David Fincher está entre nossos melhores cronistas de indivíduos moralmente obscuros, como no maravilhoso Clube da Luta (Fight Club) ou em Garota Exemplar (Gone Girl), apresentando personagens atraentes e de certa forma repulsivos que transmitam longe da dicotomia do preto no branco. Como cineasta é também um mestre do thriller, assim não é de se estranhar que os cinéfilos aguardem ansiosamente seu retorno ao gênero.
“O Assassino” apresenta ainda seu reencontro com o roteirista de Se7en, Andrew Kevin Walker, vagamente adaptando a série quadrinhos de mesmo nome de Alexis “Matz” Nolent e Luc Jacamon. No filme o astro Michael Fassbender interpreta um assassino sem nome que se orgulha de sua taxa de sucesso profissional. Acampado em um escritório desocupado da WeWork em Paris, o assassino aguarda em vigilância e, com uma voz imparcial, ele reflete sobre sua ocupação ‘Eu sou o que sou.’
À medida que o sol nasce e se põe sobre a cidade, ele segue sua rotina diária: uma ioga leve; um lanche rápido; um passeio; algumas rodadas de The Smiths em seu iPod. Ele acha mais fácil passar despercebido vestindo-se como um turista alemão: “Ninguém realmente quer interagir com um turista alemão”, diz ele, “Especialmente um parisiense”. A figura anônima se apresenta entre citações, referências à cultura pop, mantras e clichês que apresentam O Assassino ao espectador.
Se a “verdadeira vontade” do protagonista é matar, ele o faz sem qualquer paixão. Obtendo a satisfação que acompanha um trabalho bem executado. Para O Assassino, suas ações são mais parecidas com respirar. Como um bom profissional ele segue um conjunto estrito de regras pré-definidas: seguir o plano; não confiar em ninguém; renunciar à empatia; antecipar, não improvisar; lutar apenas a batalha para a qual foi pago, e estas têm-lhe servido bem.

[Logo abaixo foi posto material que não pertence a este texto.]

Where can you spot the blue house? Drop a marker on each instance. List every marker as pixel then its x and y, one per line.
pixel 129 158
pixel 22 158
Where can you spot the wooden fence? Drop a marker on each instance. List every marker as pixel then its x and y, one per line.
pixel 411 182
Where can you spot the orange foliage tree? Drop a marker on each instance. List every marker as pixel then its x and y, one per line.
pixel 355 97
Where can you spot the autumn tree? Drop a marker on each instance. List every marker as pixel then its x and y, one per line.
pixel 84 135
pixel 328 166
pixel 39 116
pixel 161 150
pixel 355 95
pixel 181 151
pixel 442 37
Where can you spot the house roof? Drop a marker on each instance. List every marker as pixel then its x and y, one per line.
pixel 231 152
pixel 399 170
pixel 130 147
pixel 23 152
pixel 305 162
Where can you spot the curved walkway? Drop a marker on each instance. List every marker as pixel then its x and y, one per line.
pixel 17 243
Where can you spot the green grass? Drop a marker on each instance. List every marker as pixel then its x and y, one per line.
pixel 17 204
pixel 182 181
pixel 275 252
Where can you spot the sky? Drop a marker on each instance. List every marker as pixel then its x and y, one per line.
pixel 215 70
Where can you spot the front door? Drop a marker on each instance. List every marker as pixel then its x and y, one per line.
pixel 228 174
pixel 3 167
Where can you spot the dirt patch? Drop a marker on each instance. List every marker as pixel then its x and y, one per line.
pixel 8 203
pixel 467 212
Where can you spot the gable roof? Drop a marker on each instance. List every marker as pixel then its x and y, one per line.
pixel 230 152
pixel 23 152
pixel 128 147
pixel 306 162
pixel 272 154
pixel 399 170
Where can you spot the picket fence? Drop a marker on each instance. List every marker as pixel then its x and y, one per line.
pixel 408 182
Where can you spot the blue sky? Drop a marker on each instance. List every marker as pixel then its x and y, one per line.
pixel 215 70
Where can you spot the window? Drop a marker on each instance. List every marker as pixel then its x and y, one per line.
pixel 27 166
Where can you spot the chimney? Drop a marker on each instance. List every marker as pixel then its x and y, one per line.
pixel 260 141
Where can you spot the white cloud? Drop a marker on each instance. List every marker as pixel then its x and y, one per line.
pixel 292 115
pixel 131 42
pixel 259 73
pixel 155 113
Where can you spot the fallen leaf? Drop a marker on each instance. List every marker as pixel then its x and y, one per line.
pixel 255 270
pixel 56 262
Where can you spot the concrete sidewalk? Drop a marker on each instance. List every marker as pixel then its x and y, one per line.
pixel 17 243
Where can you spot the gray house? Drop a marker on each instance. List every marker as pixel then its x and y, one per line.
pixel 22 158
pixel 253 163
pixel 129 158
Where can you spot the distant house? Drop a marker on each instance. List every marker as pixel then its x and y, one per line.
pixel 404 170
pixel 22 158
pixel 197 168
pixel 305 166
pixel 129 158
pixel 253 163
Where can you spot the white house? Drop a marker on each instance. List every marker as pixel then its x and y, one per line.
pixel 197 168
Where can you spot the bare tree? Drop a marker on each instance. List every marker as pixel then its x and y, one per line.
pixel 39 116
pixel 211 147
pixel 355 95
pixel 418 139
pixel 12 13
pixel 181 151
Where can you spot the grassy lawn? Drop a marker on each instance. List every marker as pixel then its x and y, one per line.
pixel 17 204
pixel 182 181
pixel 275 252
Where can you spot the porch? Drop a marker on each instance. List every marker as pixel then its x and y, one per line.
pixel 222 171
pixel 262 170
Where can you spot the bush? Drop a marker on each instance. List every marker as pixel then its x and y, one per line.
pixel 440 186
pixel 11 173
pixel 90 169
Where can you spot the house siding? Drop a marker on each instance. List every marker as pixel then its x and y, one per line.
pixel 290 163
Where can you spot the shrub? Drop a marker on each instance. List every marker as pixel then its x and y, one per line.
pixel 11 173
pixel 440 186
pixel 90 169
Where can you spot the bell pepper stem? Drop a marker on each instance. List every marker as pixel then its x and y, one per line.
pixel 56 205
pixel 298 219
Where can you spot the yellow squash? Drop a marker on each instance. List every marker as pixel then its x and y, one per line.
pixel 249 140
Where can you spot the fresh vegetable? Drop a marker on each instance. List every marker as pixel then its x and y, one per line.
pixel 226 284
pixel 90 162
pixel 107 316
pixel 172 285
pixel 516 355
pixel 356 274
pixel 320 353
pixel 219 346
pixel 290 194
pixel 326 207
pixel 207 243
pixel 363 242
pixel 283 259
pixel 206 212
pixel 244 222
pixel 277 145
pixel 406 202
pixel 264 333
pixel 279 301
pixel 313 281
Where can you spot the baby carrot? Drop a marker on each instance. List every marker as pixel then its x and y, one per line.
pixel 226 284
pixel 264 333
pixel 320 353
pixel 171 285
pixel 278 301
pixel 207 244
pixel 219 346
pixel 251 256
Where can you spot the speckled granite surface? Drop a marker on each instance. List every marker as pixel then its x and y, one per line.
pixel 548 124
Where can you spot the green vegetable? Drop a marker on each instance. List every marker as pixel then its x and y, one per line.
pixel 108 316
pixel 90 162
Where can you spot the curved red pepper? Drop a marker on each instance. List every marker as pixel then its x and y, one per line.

Felizmente para o espectador seu último trabalho dá errado em uma fração de segundo, ele se torna o novo alvo, e uma mulher de quem ele gosta de repente se torna um dano colateral. Talvez seja hora de quebrar as regras. Como uma engrenagem em uma máquina bem lubrificada, O Assassino era apenas um rosto na multidão, até que de repente ele deixa de ser.
Fassbender entrega um ótima atuação, não somente na apresentação do personagem e da situação, mas após ter azar e tentar repetidamente se livrar de uma nova bagunça, ao mesmo tempo em que ressalta que é um profissional, desapegado de seu trabalho antes de tudo. É fascinante que um homem que fala tanto possa dizer tão pouco, e o olhar frio e indiferente de Fassbender é adequado para trazer o espectador para a trama.
Sem dúvidas a história em quadrinhos de Matz e Jacamon tiveram muito mais espaço para contar uma história de longo alcance, que mostrava um assassino perdendo lentamente a cabeça após uma vida inteira de solidão e derramamento de sangue. Ao comprimir tudo em duas horas, o filme acaba perdendo um pouco da proposta, mostrando O Assassino buscando consertar as amarrar e pontas soltas para poder se aposentar de uma vez por todas. Não é exatamente um enredo ambicioso para um cineasta como David Fincher, mas sua genialidade deixa o filme certamente envolvente, aproveitando-se também do talento de Michael Fassbender em cativar o espectador até os créditos finais.